Por qué es importante beber agua antes de realizar actividad física

Mujer con ropa deportiva bebiendo agua de una botella reutilizable en un gimnasio iluminado.

La hidratación es un pilar del rendimiento deportivo y la homeostasis corporal. Durante el esfuerzo físico, el agua es esencial para la termorregulación mediante la sudoración, la lubricación de las articulaciones y el transporte de glucosa y oxígeno hacia los tejidos musculares. Por eso, la importancia de beber agua antes de hacer ejercicio no es un detalle menor: condiciona directamente la calidad de la sesión y, en última instancia, la hidratación y el rendimiento deportivo dependen de llegar al entrenamiento con un buen equilibrio hídrico.

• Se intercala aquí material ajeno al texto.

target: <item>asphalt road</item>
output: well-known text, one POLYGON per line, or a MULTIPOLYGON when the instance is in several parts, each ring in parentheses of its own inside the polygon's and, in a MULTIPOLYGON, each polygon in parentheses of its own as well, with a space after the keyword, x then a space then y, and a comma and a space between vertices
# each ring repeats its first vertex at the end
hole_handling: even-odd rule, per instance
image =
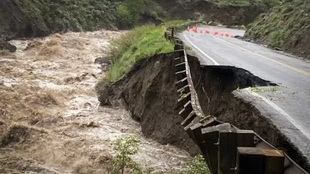
POLYGON ((179 37, 195 51, 201 64, 241 68, 279 86, 274 93, 244 89, 242 95, 268 116, 310 161, 310 61, 220 35, 243 35, 245 31, 201 26, 197 31, 185 31, 179 37), (207 29, 210 34, 205 33, 207 29))

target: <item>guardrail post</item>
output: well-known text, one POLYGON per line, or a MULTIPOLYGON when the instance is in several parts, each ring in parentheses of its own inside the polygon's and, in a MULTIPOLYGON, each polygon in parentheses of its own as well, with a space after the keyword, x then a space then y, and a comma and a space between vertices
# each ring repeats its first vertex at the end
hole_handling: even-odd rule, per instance
POLYGON ((219 132, 219 173, 235 174, 237 159, 237 131, 230 128, 219 132))
POLYGON ((231 125, 225 123, 201 129, 203 142, 207 151, 206 153, 210 162, 210 171, 212 174, 217 174, 218 171, 219 131, 229 128, 231 128, 231 125))

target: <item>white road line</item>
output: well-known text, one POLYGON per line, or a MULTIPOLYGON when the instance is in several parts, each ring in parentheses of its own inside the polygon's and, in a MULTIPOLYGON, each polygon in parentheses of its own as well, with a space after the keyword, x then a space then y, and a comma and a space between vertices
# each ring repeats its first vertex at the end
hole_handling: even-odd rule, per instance
MULTIPOLYGON (((192 42, 186 36, 185 33, 183 33, 184 37, 185 38, 186 40, 192 45, 194 47, 195 47, 198 51, 199 51, 202 54, 203 54, 205 56, 206 56, 208 58, 209 58, 214 65, 219 65, 219 64, 215 61, 212 58, 211 58, 209 55, 203 52, 201 49, 200 49, 199 47, 197 47, 195 45, 194 45, 193 42, 192 42)), ((268 104, 269 104, 270 106, 272 106, 273 109, 274 109, 276 111, 277 111, 279 113, 280 113, 281 115, 284 116, 286 119, 290 121, 297 129, 298 129, 308 139, 310 139, 310 134, 307 132, 304 129, 304 128, 299 125, 290 115, 288 115, 286 111, 284 111, 282 109, 281 109, 278 105, 274 104, 274 102, 269 100, 268 98, 261 96, 261 95, 256 93, 251 93, 249 88, 246 89, 249 93, 256 97, 261 98, 265 102, 266 102, 268 104)))
POLYGON ((207 54, 206 54, 205 52, 203 52, 201 49, 200 49, 199 47, 197 47, 195 45, 194 45, 193 42, 192 42, 186 36, 185 33, 184 34, 184 37, 185 38, 186 40, 187 40, 187 42, 192 45, 192 46, 193 46, 194 47, 195 47, 198 51, 199 51, 199 52, 201 52, 202 54, 203 54, 203 56, 206 56, 208 58, 209 58, 210 61, 211 61, 211 62, 213 63, 213 65, 219 65, 219 64, 215 61, 213 58, 212 58, 209 55, 208 55, 207 54))
POLYGON ((285 116, 286 119, 288 121, 290 121, 297 129, 298 129, 304 136, 306 136, 306 137, 308 138, 308 139, 310 139, 310 134, 309 134, 307 131, 305 131, 302 127, 302 126, 298 124, 290 115, 288 115, 286 111, 284 111, 282 109, 281 109, 278 105, 271 102, 268 98, 261 96, 261 95, 256 93, 253 93, 250 91, 249 88, 246 88, 245 90, 247 90, 252 95, 261 98, 265 102, 266 102, 268 104, 269 104, 270 106, 274 109, 280 113, 282 116, 285 116))

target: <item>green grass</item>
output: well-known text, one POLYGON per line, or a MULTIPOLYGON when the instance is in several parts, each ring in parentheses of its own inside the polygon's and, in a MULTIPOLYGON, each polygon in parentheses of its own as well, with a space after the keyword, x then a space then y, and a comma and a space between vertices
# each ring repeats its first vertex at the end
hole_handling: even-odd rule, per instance
POLYGON ((107 79, 116 81, 141 58, 173 52, 173 44, 164 38, 165 29, 165 25, 142 26, 112 40, 108 54, 112 64, 107 79))
MULTIPOLYGON (((274 4, 274 1, 270 1, 274 4)), ((270 9, 247 26, 245 37, 263 41, 269 47, 290 49, 307 37, 310 27, 310 2, 296 0, 270 9)))
MULTIPOLYGON (((260 1, 251 1, 251 0, 205 0, 205 1, 213 2, 221 5, 240 6, 250 6, 253 3, 260 2, 260 1)), ((279 5, 280 2, 281 0, 263 0, 263 3, 265 3, 268 8, 272 8, 274 6, 279 5)))
POLYGON ((207 0, 221 5, 249 6, 249 0, 207 0))

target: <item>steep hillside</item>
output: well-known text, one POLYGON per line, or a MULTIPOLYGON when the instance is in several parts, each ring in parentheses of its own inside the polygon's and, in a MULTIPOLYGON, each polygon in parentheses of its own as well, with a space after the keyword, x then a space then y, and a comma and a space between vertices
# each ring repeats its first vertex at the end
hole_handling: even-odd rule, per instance
POLYGON ((248 26, 245 37, 310 59, 310 1, 288 0, 248 26))
POLYGON ((268 10, 261 1, 254 0, 155 0, 173 19, 199 19, 224 25, 246 25, 268 10))
POLYGON ((175 19, 247 24, 267 9, 261 0, 3 0, 0 40, 67 31, 131 29, 175 19))
POLYGON ((118 1, 2 0, 0 38, 112 28, 118 1), (2 37, 1 37, 2 35, 2 37))

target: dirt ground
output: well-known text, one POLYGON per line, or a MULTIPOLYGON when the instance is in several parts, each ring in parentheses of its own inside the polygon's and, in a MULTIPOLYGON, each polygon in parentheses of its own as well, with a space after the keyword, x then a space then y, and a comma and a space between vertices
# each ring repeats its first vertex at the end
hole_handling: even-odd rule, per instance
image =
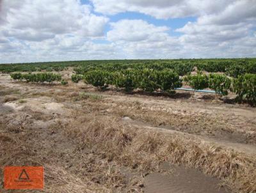
POLYGON ((44 166, 48 192, 255 192, 256 109, 230 103, 0 74, 1 173, 44 166))

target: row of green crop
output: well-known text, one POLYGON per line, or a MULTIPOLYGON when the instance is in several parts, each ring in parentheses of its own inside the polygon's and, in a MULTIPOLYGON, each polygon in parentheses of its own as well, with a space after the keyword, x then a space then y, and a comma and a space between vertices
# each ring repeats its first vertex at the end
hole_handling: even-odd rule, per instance
POLYGON ((232 91, 237 94, 237 98, 240 101, 245 100, 252 104, 256 103, 256 74, 246 73, 239 75, 237 78, 230 78, 218 73, 207 75, 198 73, 180 79, 178 73, 170 69, 154 70, 145 68, 126 69, 113 72, 95 70, 88 71, 83 75, 72 75, 74 82, 81 80, 102 89, 113 85, 127 91, 140 88, 149 92, 159 89, 171 92, 175 88, 181 87, 183 82, 194 89, 210 88, 220 95, 227 95, 228 91, 232 91))
POLYGON ((195 70, 208 72, 220 72, 226 75, 237 77, 238 75, 245 73, 256 73, 256 62, 249 63, 248 61, 241 61, 234 63, 234 61, 209 61, 203 63, 191 62, 163 62, 143 64, 109 64, 98 66, 86 66, 75 68, 74 71, 78 74, 84 74, 86 72, 92 70, 106 70, 108 72, 116 72, 126 69, 152 69, 155 70, 163 70, 170 69, 176 72, 179 75, 183 76, 191 73, 195 70))
POLYGON ((175 71, 179 75, 184 75, 197 68, 200 71, 221 72, 237 77, 239 75, 246 73, 256 73, 256 59, 103 60, 6 64, 0 65, 0 72, 51 72, 63 70, 69 66, 74 67, 76 72, 80 74, 93 70, 115 72, 128 68, 150 68, 156 70, 168 68, 175 71))
POLYGON ((61 75, 53 73, 13 73, 10 74, 14 80, 26 80, 28 82, 52 82, 61 81, 61 75))

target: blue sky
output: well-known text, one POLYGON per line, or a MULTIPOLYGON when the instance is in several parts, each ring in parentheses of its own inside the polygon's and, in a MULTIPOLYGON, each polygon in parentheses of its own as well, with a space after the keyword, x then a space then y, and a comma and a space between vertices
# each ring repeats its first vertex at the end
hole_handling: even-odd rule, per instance
POLYGON ((0 1, 0 63, 256 56, 252 0, 0 1))

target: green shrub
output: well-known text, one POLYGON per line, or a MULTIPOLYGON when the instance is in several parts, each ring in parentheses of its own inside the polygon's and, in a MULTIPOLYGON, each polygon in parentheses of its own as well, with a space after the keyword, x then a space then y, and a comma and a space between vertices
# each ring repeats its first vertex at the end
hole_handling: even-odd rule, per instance
POLYGON ((226 73, 230 77, 237 78, 239 75, 246 73, 246 70, 244 66, 239 65, 233 65, 228 68, 226 73))
POLYGON ((174 88, 182 86, 182 80, 179 75, 172 70, 165 69, 157 72, 157 84, 164 91, 170 92, 174 88))
POLYGON ((67 85, 68 84, 68 81, 66 80, 62 79, 61 82, 62 85, 67 85))
POLYGON ((256 105, 256 74, 239 75, 233 79, 232 84, 233 91, 240 102, 246 100, 252 105, 256 105))
POLYGON ((153 92, 159 88, 157 84, 157 74, 156 70, 145 68, 139 70, 135 80, 139 88, 148 92, 153 92))
POLYGON ((108 79, 109 72, 96 70, 87 72, 84 74, 84 82, 92 84, 93 86, 106 89, 108 87, 108 79))
POLYGON ((216 93, 227 95, 230 89, 231 80, 224 75, 211 73, 209 76, 209 88, 216 93))
POLYGON ((184 80, 194 89, 208 88, 208 77, 199 72, 196 75, 189 75, 184 80))
POLYGON ((21 79, 21 73, 13 73, 10 74, 12 79, 14 80, 20 80, 21 79))
POLYGON ((136 87, 136 70, 127 69, 113 73, 113 85, 117 88, 124 88, 131 91, 136 87))
POLYGON ((81 74, 72 74, 71 81, 74 83, 78 83, 81 80, 83 80, 83 76, 81 74))

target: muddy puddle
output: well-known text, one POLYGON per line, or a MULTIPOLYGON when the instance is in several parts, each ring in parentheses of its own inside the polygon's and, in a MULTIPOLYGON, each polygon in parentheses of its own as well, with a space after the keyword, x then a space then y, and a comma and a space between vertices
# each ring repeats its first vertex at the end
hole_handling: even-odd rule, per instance
POLYGON ((170 170, 166 174, 154 173, 145 181, 145 193, 227 193, 220 180, 205 175, 196 169, 163 164, 161 167, 170 170))

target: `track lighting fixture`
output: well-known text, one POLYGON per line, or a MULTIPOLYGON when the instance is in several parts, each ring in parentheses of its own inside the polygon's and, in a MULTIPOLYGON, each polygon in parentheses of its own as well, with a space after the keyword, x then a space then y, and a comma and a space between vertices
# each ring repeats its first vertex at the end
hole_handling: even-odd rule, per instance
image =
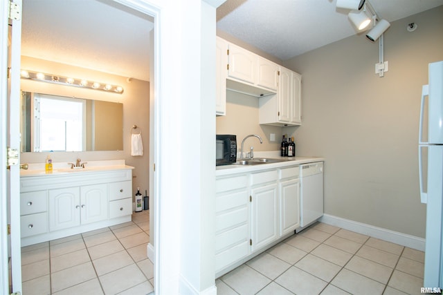
POLYGON ((336 4, 338 8, 350 9, 352 10, 360 10, 363 8, 365 0, 337 0, 336 4))
POLYGON ((388 28, 390 26, 390 23, 386 19, 380 20, 377 25, 374 28, 369 31, 368 34, 366 34, 366 37, 371 41, 375 41, 381 34, 385 32, 388 28))
POLYGON ((365 10, 352 10, 349 12, 347 17, 359 31, 368 28, 368 26, 371 23, 371 18, 368 16, 365 10))

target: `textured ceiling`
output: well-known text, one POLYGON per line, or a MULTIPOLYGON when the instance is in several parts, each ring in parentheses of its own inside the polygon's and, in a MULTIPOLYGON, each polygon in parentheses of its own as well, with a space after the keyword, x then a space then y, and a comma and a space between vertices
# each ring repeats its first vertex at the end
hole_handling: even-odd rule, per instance
MULTIPOLYGON (((379 17, 393 21, 443 5, 443 0, 370 3, 379 17)), ((228 0, 217 12, 218 30, 282 60, 357 33, 349 10, 336 8, 336 0, 228 0)))
MULTIPOLYGON (((285 60, 356 33, 335 1, 227 0, 217 10, 217 27, 285 60)), ((443 5, 370 2, 389 21, 443 5)), ((22 24, 23 55, 149 80, 147 15, 113 0, 23 0, 22 24)))
POLYGON ((152 21, 111 0, 24 0, 21 55, 149 81, 152 21))

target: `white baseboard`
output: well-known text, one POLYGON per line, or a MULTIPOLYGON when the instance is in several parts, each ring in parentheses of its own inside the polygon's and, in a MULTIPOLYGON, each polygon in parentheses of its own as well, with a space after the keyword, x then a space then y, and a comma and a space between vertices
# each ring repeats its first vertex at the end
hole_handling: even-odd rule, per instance
POLYGON ((180 276, 180 294, 195 295, 217 295, 217 287, 213 285, 206 289, 199 292, 193 287, 183 276, 180 276))
POLYGON ((154 251, 154 246, 150 242, 147 243, 146 251, 147 251, 147 258, 150 258, 152 264, 155 264, 155 251, 154 251))
POLYGON ((321 222, 341 227, 358 234, 379 238, 380 240, 394 242, 401 246, 408 247, 416 250, 424 251, 424 239, 414 236, 407 235, 398 231, 391 231, 382 227, 374 227, 365 223, 353 221, 341 217, 324 214, 318 220, 321 222))

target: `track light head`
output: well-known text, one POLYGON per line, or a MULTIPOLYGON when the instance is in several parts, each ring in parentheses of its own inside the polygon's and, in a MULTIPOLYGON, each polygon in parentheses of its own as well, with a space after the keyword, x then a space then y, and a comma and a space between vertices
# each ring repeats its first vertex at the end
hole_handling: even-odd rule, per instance
POLYGON ((365 0, 337 0, 336 6, 338 8, 346 8, 352 10, 360 10, 363 8, 365 0))
POLYGON ((371 41, 375 41, 381 35, 385 32, 388 28, 390 26, 390 23, 386 19, 381 19, 379 23, 366 34, 366 37, 371 41))
POLYGON ((371 23, 371 18, 366 15, 364 10, 352 10, 347 15, 349 19, 359 31, 368 28, 371 23))

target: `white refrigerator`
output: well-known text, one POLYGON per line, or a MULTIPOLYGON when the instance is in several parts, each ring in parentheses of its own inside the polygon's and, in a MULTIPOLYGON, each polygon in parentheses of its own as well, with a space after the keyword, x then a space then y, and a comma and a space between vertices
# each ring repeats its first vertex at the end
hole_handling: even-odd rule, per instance
POLYGON ((421 201, 426 203, 424 287, 442 288, 443 61, 429 64, 428 84, 423 86, 421 104, 419 175, 421 201))

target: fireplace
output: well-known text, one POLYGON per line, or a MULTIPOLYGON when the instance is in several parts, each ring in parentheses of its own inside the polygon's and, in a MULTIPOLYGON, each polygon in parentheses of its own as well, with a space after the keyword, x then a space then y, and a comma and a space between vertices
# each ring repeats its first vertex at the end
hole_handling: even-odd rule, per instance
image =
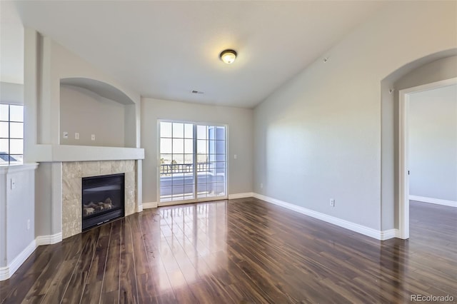
POLYGON ((82 178, 82 230, 124 215, 124 173, 82 178))

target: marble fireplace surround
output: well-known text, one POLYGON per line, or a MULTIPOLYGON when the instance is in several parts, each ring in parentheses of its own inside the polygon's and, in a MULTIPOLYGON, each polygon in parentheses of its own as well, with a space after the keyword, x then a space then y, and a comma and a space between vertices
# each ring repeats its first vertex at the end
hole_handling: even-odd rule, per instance
POLYGON ((62 238, 82 231, 82 178, 125 173, 125 216, 136 209, 136 161, 100 161, 62 163, 62 238))

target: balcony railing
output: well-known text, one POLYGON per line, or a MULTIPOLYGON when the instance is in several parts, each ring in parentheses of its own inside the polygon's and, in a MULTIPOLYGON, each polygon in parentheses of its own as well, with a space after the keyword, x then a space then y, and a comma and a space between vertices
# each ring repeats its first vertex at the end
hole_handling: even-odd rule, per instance
MULTIPOLYGON (((197 172, 208 172, 210 163, 197 163, 197 172)), ((173 173, 191 173, 194 172, 193 163, 171 163, 160 165, 160 173, 168 175, 173 173)))

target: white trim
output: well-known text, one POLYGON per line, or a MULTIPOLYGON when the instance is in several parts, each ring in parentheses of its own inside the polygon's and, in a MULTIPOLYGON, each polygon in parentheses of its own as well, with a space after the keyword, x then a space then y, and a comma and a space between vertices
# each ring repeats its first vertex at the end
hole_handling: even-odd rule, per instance
POLYGON ((273 203, 274 205, 279 206, 281 207, 286 208, 287 209, 298 212, 306 216, 311 216, 314 218, 317 218, 324 222, 330 223, 333 225, 336 225, 340 227, 348 229, 350 230, 363 234, 364 235, 369 236, 371 238, 376 238, 380 240, 387 240, 388 238, 394 238, 396 235, 394 230, 380 231, 376 229, 371 228, 362 225, 356 224, 348 221, 342 220, 334 216, 328 216, 327 214, 321 213, 320 212, 314 211, 313 210, 307 209, 299 206, 293 205, 290 203, 286 203, 282 201, 272 198, 268 196, 263 196, 261 194, 254 193, 254 197, 266 202, 273 203))
POLYGON ((400 90, 398 104, 398 233, 409 238, 409 162, 408 109, 409 94, 457 83, 457 77, 400 90))
POLYGON ((7 280, 14 274, 14 273, 21 267, 31 254, 36 249, 36 241, 35 240, 30 242, 16 258, 11 260, 11 263, 6 267, 0 268, 0 280, 7 280))
POLYGON ((423 203, 434 203, 436 205, 447 206, 448 207, 457 208, 457 201, 442 200, 440 198, 426 198, 425 196, 409 196, 411 201, 417 201, 423 203))
POLYGON ((389 238, 400 238, 398 229, 389 229, 381 231, 381 240, 388 240, 389 238))
POLYGON ((228 194, 228 199, 235 200, 236 198, 252 198, 253 196, 253 192, 245 192, 244 193, 228 194))
POLYGON ((35 170, 37 167, 37 163, 26 163, 19 165, 0 166, 0 174, 29 171, 35 170))
POLYGON ((36 237, 36 240, 37 246, 55 244, 62 241, 62 233, 59 232, 51 235, 39 235, 36 237))
POLYGON ((143 203, 143 209, 149 209, 151 208, 157 208, 157 207, 158 207, 157 202, 143 203))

Mantener un estado de euhidratación (equilibrio hídrico) antes de la actividad permite que el sistema cardiovascular trabaje con menor estrés. Iniciar una rutina con un déficit de líquidos obliga al corazón a aumentar la frecuencia cardíaca para compensar la reducción del volumen plasmático, lo que acelera la fatiga y reduce la capacidad de mantener la intensidad durante la hidratación previa al entrenamiento. Por eso, saber cuánta agua beber antes de entrenar es el primer paso para proteger tu rendimiento y tu salud.

Índice
  1. Beneficios de la hidratación previa en el rendimiento físico
  2. Consecuencias de entrenar con deshidratación
  3. Guía práctica para una hidratación efectiva antes del ejercicio
  4. Errores frecuentes al hidratarse para el deporte
  5. Preguntas frecuentes sobre la hidratación y el ejercicio

Beneficios de la hidratación previa en el rendimiento físico

Cuando el organismo dispone de reservas hídricas adecuadas, la eficiencia metabólica mejora. El agua facilita el transporte de sustratos energéticos, como el glucógeno, y asegura que el volumen sanguíneo sea suficiente para optimizar el flujo de oxígeno hacia las fibras musculares durante la contracción. Una correcta hidratación y rendimiento deportivo van de la mano: incluso una pérdida de líquidos equivalente al 2 % del peso corporal puede mermar la fuerza y la resistencia, y la disminución de la fuerza por deshidratación se percibe ya en las primeras series de un entrenamiento de fuerza.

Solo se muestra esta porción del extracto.